Author: Samuel R. Delany
Copyright: 1984
Date Reviewed:   11/15/85
Rating: 4.0

 

Review/Synopsis: A terrible novel. An almost complete waste of my time. Delany writes with style. When I begin a book written with style, my reaction is almost always the same. I am annoyed because I have to learn a new way to read and because of what I know is coming later. After 20 pages or so I become used to the new style and may even come to enjoy it. Eventually, after another 100 or so, I begin to realize that style is all there is to the story. The author has once again forsaken any semblance of a plot in order to write in a flowery prose.

In "Stars in My Pocket Like Grains of Sand" there actually was a plot for a while but that was forgotten. There is a very long prologue (everything about this book is too long) to the main novel which tells about a poor, unintelligent man who has volunteered for the RAT procedure (Radical Anxiety Termination) which is basically a frontal lobotomy. The Rat is then made a slave, as all are, and the narrator tells of the squalor he must live through as he does mindless manual labor. The Rat is transferred from one outpost to another. This part of the story was very depressing to read but that's OK. Strong negative emotions are at least as good as strong positive ones and both are infinitely better than no emotions at all. After being a slave for 17 years, Rat Korga's world Rhyonon is destroyed.

The story now shifts to Marq Dyeth, who is an Industrial Diplomat. For the next 80 pages we follow Marq through two assignments and back to his home world. We learn that there are 6,000 inhabited planets in the galaxy and from time to time one may reach Cultural Fugue and die. The death of a world in such a case is much slower than what happened to Rhyonon and is caused, some say, by an over abundance of information supplied by the General Information service or WEB. There are two political fractions or religions vying for control of the known worlds. The Sygn, of which Marq and his family are members, suggests that people live life to the fullest that they can. On the other hand, the Family is concerned about God and life after death. For them, life in the galaxy is just a preparation for the after life so it had better be morally correct.

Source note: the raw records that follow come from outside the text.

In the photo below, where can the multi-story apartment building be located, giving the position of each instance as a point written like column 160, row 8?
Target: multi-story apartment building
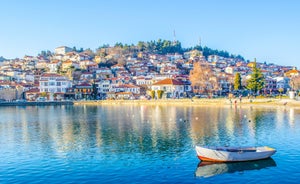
column 54, row 83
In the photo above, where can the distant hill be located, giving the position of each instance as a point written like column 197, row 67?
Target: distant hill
column 2, row 59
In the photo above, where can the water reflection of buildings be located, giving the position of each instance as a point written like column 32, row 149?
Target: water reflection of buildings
column 163, row 128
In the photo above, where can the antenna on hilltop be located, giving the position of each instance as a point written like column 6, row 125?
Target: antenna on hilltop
column 199, row 41
column 174, row 37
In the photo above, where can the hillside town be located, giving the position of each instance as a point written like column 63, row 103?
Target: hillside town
column 70, row 74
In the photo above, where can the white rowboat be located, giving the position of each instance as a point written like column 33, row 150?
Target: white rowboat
column 233, row 154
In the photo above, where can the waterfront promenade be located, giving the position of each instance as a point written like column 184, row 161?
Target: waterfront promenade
column 199, row 102
column 178, row 102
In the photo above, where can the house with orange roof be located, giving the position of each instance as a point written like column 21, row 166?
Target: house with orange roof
column 68, row 64
column 52, row 83
column 54, row 65
column 292, row 73
column 172, row 88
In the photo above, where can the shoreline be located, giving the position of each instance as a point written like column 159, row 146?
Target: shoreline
column 199, row 102
column 218, row 102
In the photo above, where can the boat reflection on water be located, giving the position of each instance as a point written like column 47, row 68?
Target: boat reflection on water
column 209, row 169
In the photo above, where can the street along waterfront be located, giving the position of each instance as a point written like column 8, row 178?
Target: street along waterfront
column 143, row 143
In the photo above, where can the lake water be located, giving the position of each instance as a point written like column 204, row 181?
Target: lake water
column 144, row 144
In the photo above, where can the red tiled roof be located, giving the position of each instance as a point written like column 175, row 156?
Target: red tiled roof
column 50, row 75
column 168, row 82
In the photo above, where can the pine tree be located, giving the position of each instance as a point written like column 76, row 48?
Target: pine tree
column 237, row 81
column 256, row 82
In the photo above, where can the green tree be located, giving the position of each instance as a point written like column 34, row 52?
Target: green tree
column 152, row 94
column 256, row 81
column 43, row 94
column 237, row 81
column 160, row 93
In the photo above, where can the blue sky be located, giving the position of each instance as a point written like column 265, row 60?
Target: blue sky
column 264, row 29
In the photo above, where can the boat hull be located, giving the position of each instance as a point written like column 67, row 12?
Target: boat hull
column 233, row 154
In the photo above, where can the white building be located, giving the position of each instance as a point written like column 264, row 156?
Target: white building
column 282, row 82
column 171, row 87
column 54, row 83
column 62, row 50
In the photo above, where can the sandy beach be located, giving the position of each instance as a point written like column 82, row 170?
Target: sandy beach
column 200, row 102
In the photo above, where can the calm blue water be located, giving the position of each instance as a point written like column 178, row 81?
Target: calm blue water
column 144, row 144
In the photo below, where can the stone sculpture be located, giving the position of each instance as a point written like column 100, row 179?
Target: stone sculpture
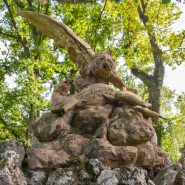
column 98, row 121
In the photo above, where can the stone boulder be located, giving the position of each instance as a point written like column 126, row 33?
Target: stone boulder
column 88, row 120
column 51, row 126
column 131, row 175
column 131, row 129
column 11, row 159
column 55, row 154
column 84, row 171
column 113, row 156
column 38, row 177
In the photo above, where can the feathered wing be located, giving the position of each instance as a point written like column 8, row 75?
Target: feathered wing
column 79, row 51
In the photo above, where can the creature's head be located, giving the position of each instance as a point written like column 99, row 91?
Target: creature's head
column 63, row 87
column 102, row 64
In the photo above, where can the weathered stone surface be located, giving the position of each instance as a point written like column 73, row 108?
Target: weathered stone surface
column 51, row 126
column 131, row 175
column 13, row 152
column 167, row 175
column 60, row 101
column 182, row 159
column 11, row 158
column 180, row 178
column 61, row 178
column 107, row 177
column 35, row 177
column 84, row 171
column 130, row 98
column 131, row 129
column 88, row 120
column 113, row 156
column 150, row 155
column 55, row 154
column 74, row 144
column 11, row 176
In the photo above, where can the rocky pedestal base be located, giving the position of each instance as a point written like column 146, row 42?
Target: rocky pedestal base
column 79, row 170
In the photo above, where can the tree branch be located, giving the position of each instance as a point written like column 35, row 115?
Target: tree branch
column 15, row 27
column 9, row 35
column 20, row 4
column 99, row 23
column 147, row 79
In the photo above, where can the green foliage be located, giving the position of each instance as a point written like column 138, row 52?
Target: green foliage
column 37, row 65
column 166, row 1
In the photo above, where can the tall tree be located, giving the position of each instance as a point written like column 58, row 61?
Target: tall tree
column 33, row 59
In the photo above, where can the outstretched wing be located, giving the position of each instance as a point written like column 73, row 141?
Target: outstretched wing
column 79, row 51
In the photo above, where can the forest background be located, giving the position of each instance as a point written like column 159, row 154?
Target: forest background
column 144, row 44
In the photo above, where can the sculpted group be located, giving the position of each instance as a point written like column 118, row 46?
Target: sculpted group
column 98, row 121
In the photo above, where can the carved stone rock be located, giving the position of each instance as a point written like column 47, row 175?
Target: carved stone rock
column 51, row 126
column 88, row 120
column 131, row 175
column 113, row 156
column 55, row 154
column 11, row 158
column 130, row 129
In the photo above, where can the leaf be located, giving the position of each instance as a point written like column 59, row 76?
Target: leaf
column 166, row 1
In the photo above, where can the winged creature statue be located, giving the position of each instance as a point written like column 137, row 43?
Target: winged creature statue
column 94, row 67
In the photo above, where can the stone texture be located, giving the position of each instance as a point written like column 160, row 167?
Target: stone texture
column 61, row 178
column 180, row 178
column 51, row 126
column 11, row 176
column 35, row 177
column 88, row 120
column 84, row 171
column 182, row 159
column 107, row 177
column 11, row 158
column 131, row 176
column 55, row 154
column 167, row 175
column 13, row 152
column 131, row 129
column 113, row 156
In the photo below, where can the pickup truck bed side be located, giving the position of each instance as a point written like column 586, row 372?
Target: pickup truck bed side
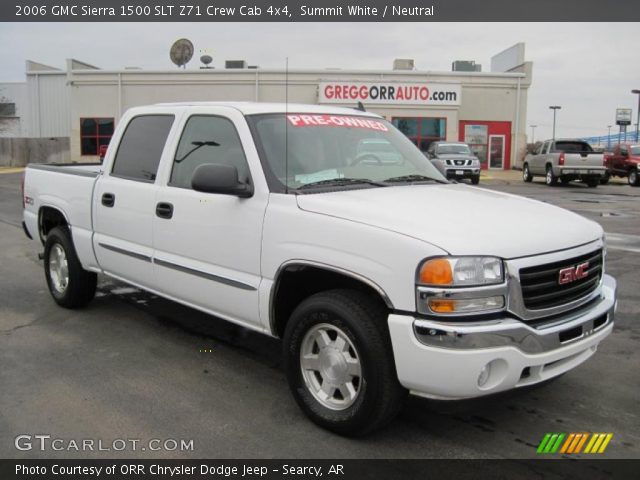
column 565, row 160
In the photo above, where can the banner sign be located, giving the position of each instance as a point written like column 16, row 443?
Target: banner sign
column 390, row 93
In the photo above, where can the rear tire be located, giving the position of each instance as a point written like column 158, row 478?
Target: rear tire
column 339, row 362
column 69, row 284
column 593, row 182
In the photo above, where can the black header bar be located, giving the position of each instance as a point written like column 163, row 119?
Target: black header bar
column 320, row 11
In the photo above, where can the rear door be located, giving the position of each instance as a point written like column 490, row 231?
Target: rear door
column 124, row 201
column 207, row 245
column 537, row 165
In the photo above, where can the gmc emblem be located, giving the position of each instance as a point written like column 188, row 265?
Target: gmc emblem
column 571, row 274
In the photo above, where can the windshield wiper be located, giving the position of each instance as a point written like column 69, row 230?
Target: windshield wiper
column 339, row 182
column 413, row 178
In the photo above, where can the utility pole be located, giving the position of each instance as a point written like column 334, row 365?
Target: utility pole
column 554, row 108
column 637, row 92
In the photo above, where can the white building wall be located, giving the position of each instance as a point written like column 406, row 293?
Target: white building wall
column 49, row 104
column 15, row 125
column 97, row 93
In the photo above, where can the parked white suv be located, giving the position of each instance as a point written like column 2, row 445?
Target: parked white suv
column 381, row 277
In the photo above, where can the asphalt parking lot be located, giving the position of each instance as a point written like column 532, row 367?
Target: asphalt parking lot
column 132, row 365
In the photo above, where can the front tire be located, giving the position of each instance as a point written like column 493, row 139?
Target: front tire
column 69, row 284
column 339, row 362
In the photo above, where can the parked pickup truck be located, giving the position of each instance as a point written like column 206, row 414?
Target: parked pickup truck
column 455, row 160
column 565, row 160
column 381, row 278
column 624, row 161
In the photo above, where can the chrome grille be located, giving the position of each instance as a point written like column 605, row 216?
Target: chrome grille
column 540, row 284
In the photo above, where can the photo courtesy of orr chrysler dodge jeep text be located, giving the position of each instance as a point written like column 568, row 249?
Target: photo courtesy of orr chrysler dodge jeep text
column 326, row 227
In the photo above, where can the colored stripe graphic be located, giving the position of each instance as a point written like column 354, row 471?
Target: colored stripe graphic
column 550, row 443
column 572, row 443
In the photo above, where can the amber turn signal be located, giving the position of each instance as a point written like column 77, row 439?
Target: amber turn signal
column 436, row 272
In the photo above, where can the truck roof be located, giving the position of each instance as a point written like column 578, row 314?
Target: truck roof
column 252, row 108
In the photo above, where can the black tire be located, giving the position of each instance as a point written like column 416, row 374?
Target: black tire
column 80, row 285
column 550, row 178
column 592, row 182
column 357, row 316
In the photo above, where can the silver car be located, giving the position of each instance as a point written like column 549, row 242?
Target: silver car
column 455, row 160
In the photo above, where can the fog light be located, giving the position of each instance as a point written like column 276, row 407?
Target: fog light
column 467, row 305
column 484, row 375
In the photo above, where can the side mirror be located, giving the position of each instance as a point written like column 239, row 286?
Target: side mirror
column 223, row 179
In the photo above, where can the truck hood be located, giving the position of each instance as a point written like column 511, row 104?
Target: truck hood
column 460, row 219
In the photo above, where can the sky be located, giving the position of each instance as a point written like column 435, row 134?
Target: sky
column 589, row 69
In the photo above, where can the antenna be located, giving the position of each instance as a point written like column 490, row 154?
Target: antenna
column 286, row 126
column 181, row 52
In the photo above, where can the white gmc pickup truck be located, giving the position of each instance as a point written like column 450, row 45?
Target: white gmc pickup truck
column 380, row 277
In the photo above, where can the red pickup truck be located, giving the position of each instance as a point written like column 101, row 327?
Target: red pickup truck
column 624, row 161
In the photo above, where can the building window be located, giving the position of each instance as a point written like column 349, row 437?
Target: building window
column 7, row 109
column 95, row 132
column 422, row 131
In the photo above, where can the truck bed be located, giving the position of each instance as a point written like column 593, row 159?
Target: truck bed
column 69, row 189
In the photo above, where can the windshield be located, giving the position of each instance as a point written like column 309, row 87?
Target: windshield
column 336, row 151
column 453, row 149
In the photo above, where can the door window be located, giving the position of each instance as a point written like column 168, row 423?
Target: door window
column 207, row 139
column 141, row 147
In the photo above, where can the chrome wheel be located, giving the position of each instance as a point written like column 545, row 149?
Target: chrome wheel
column 58, row 268
column 330, row 366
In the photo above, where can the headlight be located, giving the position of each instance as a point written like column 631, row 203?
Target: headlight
column 461, row 271
column 458, row 286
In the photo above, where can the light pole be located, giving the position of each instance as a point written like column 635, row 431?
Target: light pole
column 533, row 129
column 554, row 108
column 637, row 113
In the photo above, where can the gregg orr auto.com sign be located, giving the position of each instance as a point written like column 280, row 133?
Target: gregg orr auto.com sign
column 390, row 93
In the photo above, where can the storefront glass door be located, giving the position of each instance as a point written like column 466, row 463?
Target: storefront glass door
column 496, row 151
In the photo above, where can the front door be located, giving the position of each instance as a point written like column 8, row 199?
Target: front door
column 496, row 152
column 124, row 201
column 207, row 245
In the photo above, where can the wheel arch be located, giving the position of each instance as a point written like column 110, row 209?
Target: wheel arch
column 50, row 217
column 300, row 279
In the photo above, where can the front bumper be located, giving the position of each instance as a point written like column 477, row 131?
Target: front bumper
column 445, row 359
column 582, row 171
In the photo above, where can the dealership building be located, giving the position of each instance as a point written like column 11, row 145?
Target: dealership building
column 82, row 104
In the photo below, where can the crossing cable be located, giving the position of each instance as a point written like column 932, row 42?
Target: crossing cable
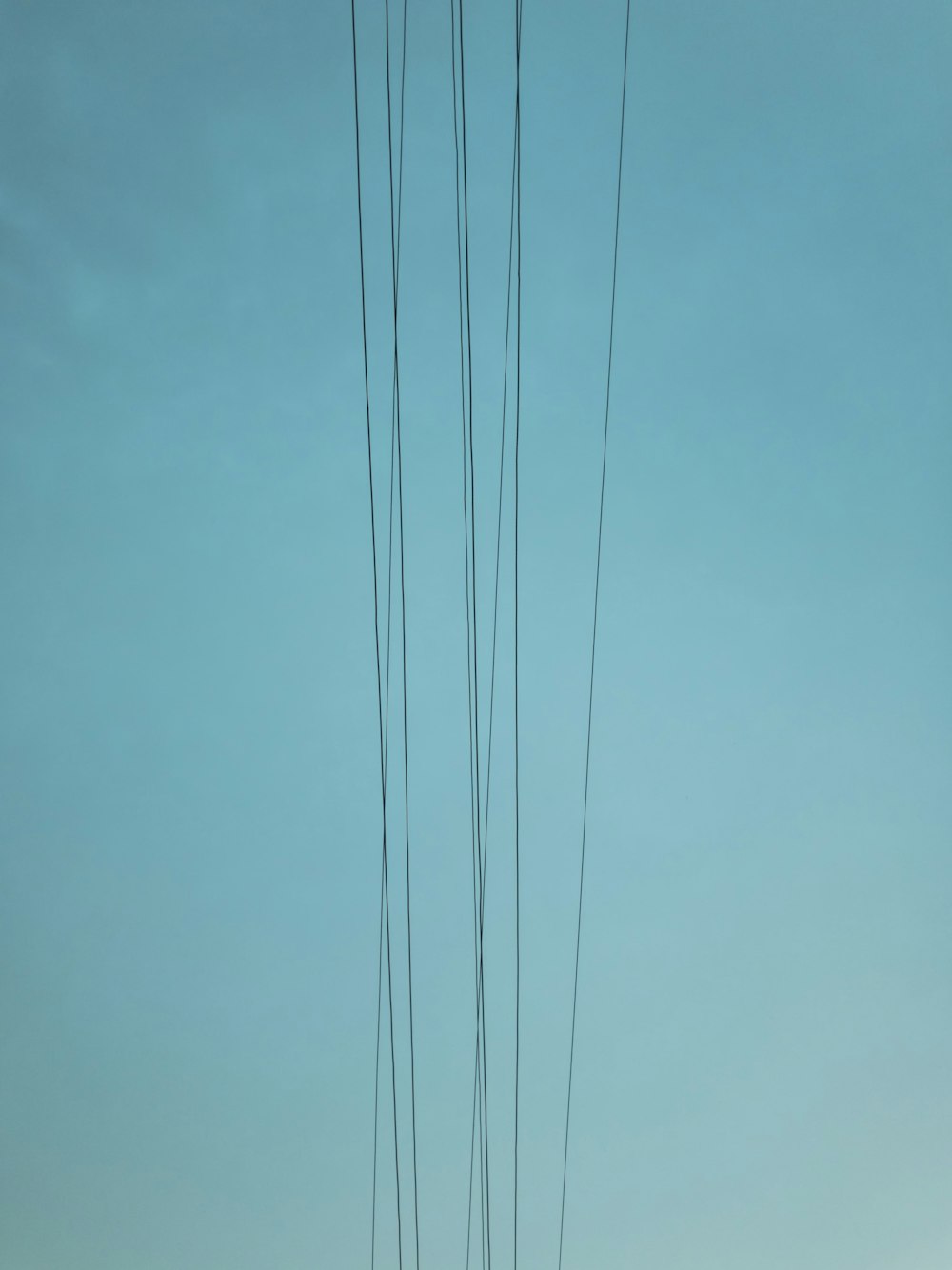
column 376, row 630
column 403, row 620
column 390, row 596
column 474, row 791
column 480, row 1003
column 518, row 399
column 475, row 661
column 495, row 612
column 594, row 623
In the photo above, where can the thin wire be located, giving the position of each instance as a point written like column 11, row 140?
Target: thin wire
column 480, row 988
column 376, row 624
column 518, row 399
column 390, row 596
column 594, row 621
column 495, row 600
column 403, row 620
column 474, row 793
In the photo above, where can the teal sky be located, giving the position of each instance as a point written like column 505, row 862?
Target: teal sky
column 189, row 797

Back home on the planet Velm, we meet Marq's family, called a stream. The stream consists of two different types of women, humans and evelms. In the South they live together but in the North they fight. Marq's seven time great grandmother created the stream after serving for Vondramach Okk for 5 years as an assassin. In return for her loyalty, Okk gave Mother Dyeth the palace now called Dyethhome. We also meet the Thants, an eccentric family who are friends of the Dyeth's and have unlimited travel rights. This whole part of the story, really another introduction, was incredibly boring but at least it set the stage for a good plot that could have been written. Marq is told by an insane assassin about how Rhyonon was destroyed by the Xlv, an entirely alien life form. For the next three chapters after this introduction, Marq seeks out the rest of the knowledge about Rhyonon and learns how it was destroyed. He also learns about Rhyonon's sole survivor, Rat Korga, who is a complete sexual match out to 9 decimal places. Marq and Korga are both homosexual. At this point the novel could have become interesting. There could have been an investigation of why Rhyonon was destroyed. Was it a form of Cultural Fugue and what part did the Xlv play in it? Why was Korga alone spared? What prompted his world to lobotomize so many of its citizens.

Instead the story becomes a love/lust story between two males. Korga is brought to Velm, after his lobotomy is partially reversed by rings that Vondramach Okk once wore. The two men fall madly in lust (the rest of the novel, all 200 sleep-filled pages, occupy only one day which doesn't give the pair time enough to fall in love). Marq teaches Korga the lifestyle and social niceties of Velm and takes him on a dragon hunt. They meet people in their travels and come home to a formal party in honor of the Thants. The story is so sweet by now that I had to be careful not to read too soon after eating. The most excitement is generated when the Thants insult the Dyeth's in their own home with blatant abusive social protocol. Snore! Eventually the spiders from the WEB who brought Korga to Marq, take him away because the experiment failed (which one?). As they leave, a fleet of 360,000 Xlv ships in orbit around Velm (this future society has a very poor early warning defense system) are also seen to leave. Somehow, Velm has just missed the same destruction that Rhyonon suffered but we don't know why.

There are a lot of open questions in this novel. The Writer's Notes say that this book is the first in an SF diptych so perhaps the questions are answered in the second. However, the questions are not interesting enough for me to suffer through another reading of this type. The book does have a few good points. The science fiction is good. There are many interesting advanced devices that I had not read about before. Still, images alone, like special effects, can not make a story without a plot. This is probably the last Delany I will ever read.